Co-parenting is a term that describes more than one person caring for a child. Typically, those who choose to co-parent were together at one point, but are now separated or divorced. These people still interact with each other to raise their children. Even when sharing the responsibility of parenting may seem impossible, there’s hope.
First of all, making the decision to co-parent is one that you should be proud of. It’s a very mature decision, and it means you’re a good parent, one who wants a bright future for your child, no matter your personal feelings. Let’s take a look at four important things to remember when co-parenting in a healthy way.
+ Be aware of the change in your child’s life
The whole idea of co-parenting is putting your child first. In order to do this, you need to remember to look at the situation through their eyes. Depending on his or her age, this may be a big change for them or may confuse them.
If they have questions for you or you notice a change in their emotions or behavior as you begin your co-parenting journey, remember this is normal. If this happens, be patient with your child, reassure them they are still loved and going to be cared for, and be present with them. Being present means giving them your full attention when you are with them; for example, when you are actively with your child, don’t spend much time on your phone or be distracted by other things. Make eye contact and get down on their level.
+ Focusing on moving forward
Co-parenting is also about moving forward, not looking backward. Whatever happened between you and the person you are co-parenting with is history. Yes, these things may still be painful, and there may still be things that you need to heal from. However, focusing on these things will not benefit your child. Think about the future you want for your son or daughter, and how you can both help him or her get there.
There is a good chance you and your co-parenting partner will never have the relationship that you used to have. It’s likely you loved this person at one point, and no matter what happened between the two of you, those deep feelings don’t always leave right away. However, one of the keys to successful co-parenting is being able to separate your personal feelings from your child’s needs.
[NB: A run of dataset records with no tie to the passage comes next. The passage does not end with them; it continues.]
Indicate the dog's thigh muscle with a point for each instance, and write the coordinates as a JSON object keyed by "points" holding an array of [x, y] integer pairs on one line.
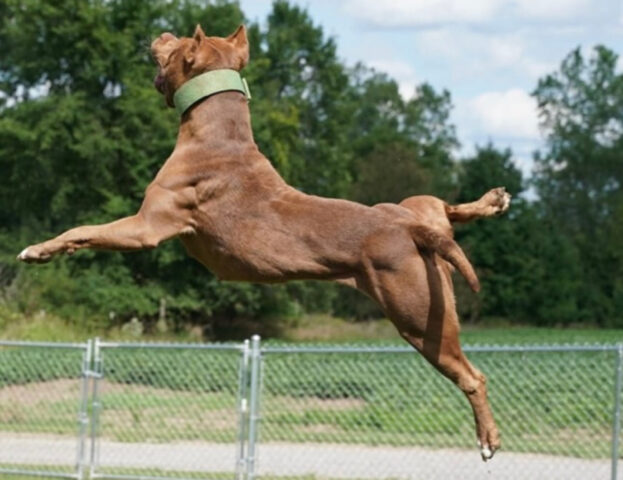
{"points": [[418, 298]]}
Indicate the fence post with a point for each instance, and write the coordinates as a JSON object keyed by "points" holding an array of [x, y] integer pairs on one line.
{"points": [[256, 358], [243, 410], [95, 405], [83, 417], [616, 422]]}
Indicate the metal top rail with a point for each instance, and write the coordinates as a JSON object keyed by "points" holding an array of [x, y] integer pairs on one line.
{"points": [[172, 345], [25, 343], [467, 348]]}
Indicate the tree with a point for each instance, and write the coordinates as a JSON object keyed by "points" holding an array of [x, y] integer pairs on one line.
{"points": [[580, 172], [528, 269]]}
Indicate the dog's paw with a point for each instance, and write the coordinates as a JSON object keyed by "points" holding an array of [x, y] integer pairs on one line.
{"points": [[498, 200], [489, 446], [34, 254]]}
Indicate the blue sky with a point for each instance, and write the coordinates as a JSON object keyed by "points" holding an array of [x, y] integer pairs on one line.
{"points": [[488, 53]]}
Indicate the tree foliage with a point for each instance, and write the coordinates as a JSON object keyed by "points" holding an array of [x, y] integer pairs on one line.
{"points": [[82, 132]]}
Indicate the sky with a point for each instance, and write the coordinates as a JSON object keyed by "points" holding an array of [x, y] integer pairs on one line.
{"points": [[488, 53]]}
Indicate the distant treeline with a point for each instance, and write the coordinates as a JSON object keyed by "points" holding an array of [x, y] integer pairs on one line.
{"points": [[82, 132]]}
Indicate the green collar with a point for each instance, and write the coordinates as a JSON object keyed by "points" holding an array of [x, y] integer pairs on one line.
{"points": [[207, 84]]}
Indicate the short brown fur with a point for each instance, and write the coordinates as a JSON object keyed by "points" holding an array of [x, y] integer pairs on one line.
{"points": [[237, 216]]}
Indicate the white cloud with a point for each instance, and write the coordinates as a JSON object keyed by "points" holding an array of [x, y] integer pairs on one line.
{"points": [[410, 13], [402, 72], [418, 13], [508, 114], [553, 10], [474, 53]]}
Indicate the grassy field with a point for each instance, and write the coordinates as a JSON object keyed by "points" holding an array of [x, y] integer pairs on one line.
{"points": [[547, 402], [539, 399]]}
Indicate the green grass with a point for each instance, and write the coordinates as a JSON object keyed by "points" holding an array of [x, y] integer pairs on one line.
{"points": [[556, 403]]}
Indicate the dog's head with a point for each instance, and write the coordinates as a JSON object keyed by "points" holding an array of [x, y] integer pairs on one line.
{"points": [[180, 59]]}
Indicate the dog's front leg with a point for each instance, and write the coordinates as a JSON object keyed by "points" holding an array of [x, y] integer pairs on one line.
{"points": [[158, 219]]}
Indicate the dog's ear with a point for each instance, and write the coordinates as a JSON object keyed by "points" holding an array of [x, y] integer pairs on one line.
{"points": [[198, 37], [239, 40]]}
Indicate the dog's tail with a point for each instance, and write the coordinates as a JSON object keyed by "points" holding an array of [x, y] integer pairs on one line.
{"points": [[447, 249]]}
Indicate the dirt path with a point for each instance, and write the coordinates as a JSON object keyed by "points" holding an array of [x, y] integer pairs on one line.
{"points": [[321, 460]]}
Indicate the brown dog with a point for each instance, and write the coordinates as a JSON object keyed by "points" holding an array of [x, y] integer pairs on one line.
{"points": [[237, 216]]}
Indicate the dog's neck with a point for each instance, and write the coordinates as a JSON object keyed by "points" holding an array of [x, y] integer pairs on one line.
{"points": [[220, 120]]}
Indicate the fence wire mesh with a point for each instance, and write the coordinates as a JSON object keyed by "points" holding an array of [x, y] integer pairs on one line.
{"points": [[357, 413], [42, 409], [166, 411], [277, 412]]}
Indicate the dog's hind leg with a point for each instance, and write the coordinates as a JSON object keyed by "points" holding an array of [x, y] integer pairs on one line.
{"points": [[494, 202], [417, 296]]}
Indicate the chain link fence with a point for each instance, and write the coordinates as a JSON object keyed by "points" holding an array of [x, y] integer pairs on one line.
{"points": [[43, 408], [130, 411]]}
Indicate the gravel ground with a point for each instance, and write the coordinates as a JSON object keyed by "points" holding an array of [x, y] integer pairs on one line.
{"points": [[322, 460]]}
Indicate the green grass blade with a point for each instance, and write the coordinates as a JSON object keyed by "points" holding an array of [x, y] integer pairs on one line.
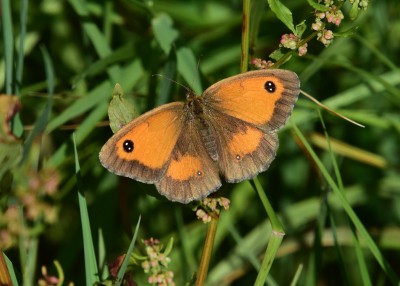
{"points": [[350, 212], [124, 265], [188, 69], [10, 270], [8, 43], [91, 271], [98, 39], [43, 119], [22, 34]]}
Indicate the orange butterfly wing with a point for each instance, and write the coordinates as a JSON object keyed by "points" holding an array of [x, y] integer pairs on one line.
{"points": [[163, 147], [153, 137], [245, 112]]}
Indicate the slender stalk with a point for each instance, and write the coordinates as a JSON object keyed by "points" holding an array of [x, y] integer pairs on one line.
{"points": [[276, 237], [245, 36], [207, 251]]}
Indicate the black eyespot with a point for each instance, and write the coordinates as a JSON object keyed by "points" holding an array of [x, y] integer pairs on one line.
{"points": [[270, 86], [128, 146]]}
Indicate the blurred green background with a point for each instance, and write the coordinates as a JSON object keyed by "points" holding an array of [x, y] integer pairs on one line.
{"points": [[92, 45]]}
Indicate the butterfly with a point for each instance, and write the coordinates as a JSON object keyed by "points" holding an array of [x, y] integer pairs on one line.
{"points": [[185, 147]]}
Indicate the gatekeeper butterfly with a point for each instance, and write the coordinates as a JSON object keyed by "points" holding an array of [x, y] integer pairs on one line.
{"points": [[230, 130]]}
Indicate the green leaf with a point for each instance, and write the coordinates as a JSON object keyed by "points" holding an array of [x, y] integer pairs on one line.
{"points": [[91, 271], [188, 69], [120, 111], [124, 265], [164, 32], [283, 13], [354, 10]]}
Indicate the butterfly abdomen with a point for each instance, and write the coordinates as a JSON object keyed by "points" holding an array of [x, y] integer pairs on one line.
{"points": [[196, 107]]}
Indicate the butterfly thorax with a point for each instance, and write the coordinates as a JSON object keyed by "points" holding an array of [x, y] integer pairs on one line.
{"points": [[197, 114]]}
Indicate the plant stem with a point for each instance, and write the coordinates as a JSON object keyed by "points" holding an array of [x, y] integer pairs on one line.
{"points": [[276, 237], [245, 36], [207, 250]]}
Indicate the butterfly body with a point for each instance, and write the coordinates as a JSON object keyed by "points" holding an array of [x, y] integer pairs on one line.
{"points": [[184, 147]]}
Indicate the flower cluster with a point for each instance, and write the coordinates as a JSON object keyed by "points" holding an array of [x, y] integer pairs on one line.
{"points": [[329, 16], [262, 64], [33, 201], [332, 15], [292, 42], [156, 263], [210, 207]]}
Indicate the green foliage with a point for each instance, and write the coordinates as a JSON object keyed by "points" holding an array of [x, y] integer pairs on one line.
{"points": [[334, 188]]}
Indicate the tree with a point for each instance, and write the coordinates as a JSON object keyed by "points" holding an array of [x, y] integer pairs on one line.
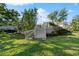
{"points": [[2, 12], [7, 16], [75, 23], [58, 16]]}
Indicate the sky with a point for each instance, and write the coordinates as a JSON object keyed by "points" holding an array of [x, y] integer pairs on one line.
{"points": [[45, 8]]}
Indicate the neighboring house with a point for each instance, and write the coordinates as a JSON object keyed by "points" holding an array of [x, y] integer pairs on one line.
{"points": [[8, 28]]}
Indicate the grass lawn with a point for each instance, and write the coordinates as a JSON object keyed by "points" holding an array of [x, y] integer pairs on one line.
{"points": [[67, 45]]}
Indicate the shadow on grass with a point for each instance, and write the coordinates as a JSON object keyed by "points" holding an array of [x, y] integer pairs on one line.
{"points": [[52, 47], [57, 46]]}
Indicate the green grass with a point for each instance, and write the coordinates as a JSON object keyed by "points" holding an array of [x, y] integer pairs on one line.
{"points": [[66, 45]]}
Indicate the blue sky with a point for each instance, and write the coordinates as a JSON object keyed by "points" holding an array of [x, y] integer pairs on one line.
{"points": [[73, 8]]}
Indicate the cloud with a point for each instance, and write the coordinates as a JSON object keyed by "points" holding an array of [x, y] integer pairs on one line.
{"points": [[16, 2], [70, 11], [42, 16]]}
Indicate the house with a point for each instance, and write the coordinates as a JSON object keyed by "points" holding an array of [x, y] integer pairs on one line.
{"points": [[8, 28]]}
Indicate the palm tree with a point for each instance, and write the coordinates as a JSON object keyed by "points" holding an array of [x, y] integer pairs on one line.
{"points": [[29, 19]]}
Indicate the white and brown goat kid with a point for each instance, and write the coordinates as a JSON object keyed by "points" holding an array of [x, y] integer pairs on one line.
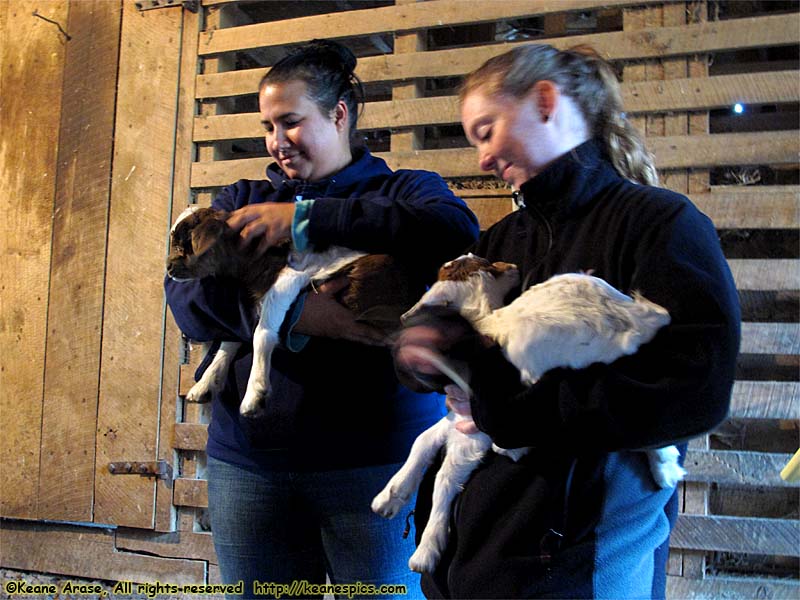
{"points": [[570, 320], [379, 290]]}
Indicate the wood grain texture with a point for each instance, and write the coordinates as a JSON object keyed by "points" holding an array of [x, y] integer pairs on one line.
{"points": [[32, 54], [660, 42], [78, 263]]}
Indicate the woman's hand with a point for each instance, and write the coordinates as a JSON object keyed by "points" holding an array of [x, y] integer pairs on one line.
{"points": [[458, 401], [269, 221], [324, 316]]}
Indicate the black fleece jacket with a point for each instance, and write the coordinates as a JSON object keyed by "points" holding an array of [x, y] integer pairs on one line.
{"points": [[579, 215]]}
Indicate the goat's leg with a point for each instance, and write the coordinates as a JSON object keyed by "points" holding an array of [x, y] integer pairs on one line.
{"points": [[274, 306], [405, 482], [214, 376], [464, 454], [665, 467]]}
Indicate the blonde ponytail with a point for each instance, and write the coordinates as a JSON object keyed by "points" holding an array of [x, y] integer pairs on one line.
{"points": [[584, 76]]}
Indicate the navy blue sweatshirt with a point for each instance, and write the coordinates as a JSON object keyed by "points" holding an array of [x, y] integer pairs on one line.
{"points": [[583, 479], [334, 404]]}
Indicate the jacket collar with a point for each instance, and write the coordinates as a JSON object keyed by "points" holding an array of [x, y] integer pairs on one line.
{"points": [[571, 182], [363, 166]]}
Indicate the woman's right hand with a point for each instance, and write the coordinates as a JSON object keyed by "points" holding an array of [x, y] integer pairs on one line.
{"points": [[268, 222]]}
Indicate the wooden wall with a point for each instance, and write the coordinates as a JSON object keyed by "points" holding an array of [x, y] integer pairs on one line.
{"points": [[82, 394]]}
It may help to have a close group of friends to be able to share your personal and relational feelings with. If you are able to express how you feel in a safe way, you won’t have to bring those thoughts into your parenting situation, where they will affect your child. And try not to talk negatively about your child’s other parent when around your child, or even within hearing range. It can cause division, harsh feelings, and extra stress on your child. If this doesn’t seem to be enough, there is nothing wrong with getting professional help to work through some of the pain that your former relationship has caused. Becoming aware of your personal feelings will help you become a better parent and co-parenting partner.
+ Communication, decision making and shared responsibilities
Lastly – sharing communication, responsibility, and the ability to make decisions for your children is important. These things can feel exhausting, and may not always be easy to do, but they are the foundation of your co-parenting relationship. Some parents decide it’s easier for one person to make all of the decisions, while others may decide to make every decision together. It’s important to sit down and discuss these things. How will you communicate and how often? How will you handle schedules, sharing time with your child, and attending events for your child such as sporting events and band concerts? Figuring out these details can relieve a lot of stress in your co-parenting relationship.
Whatever happens, remember that it’s so important for your child to have both their mom and their dad in their life. Even though it may be hard, take it one day at a time, and be proud of the love that you both have for your child.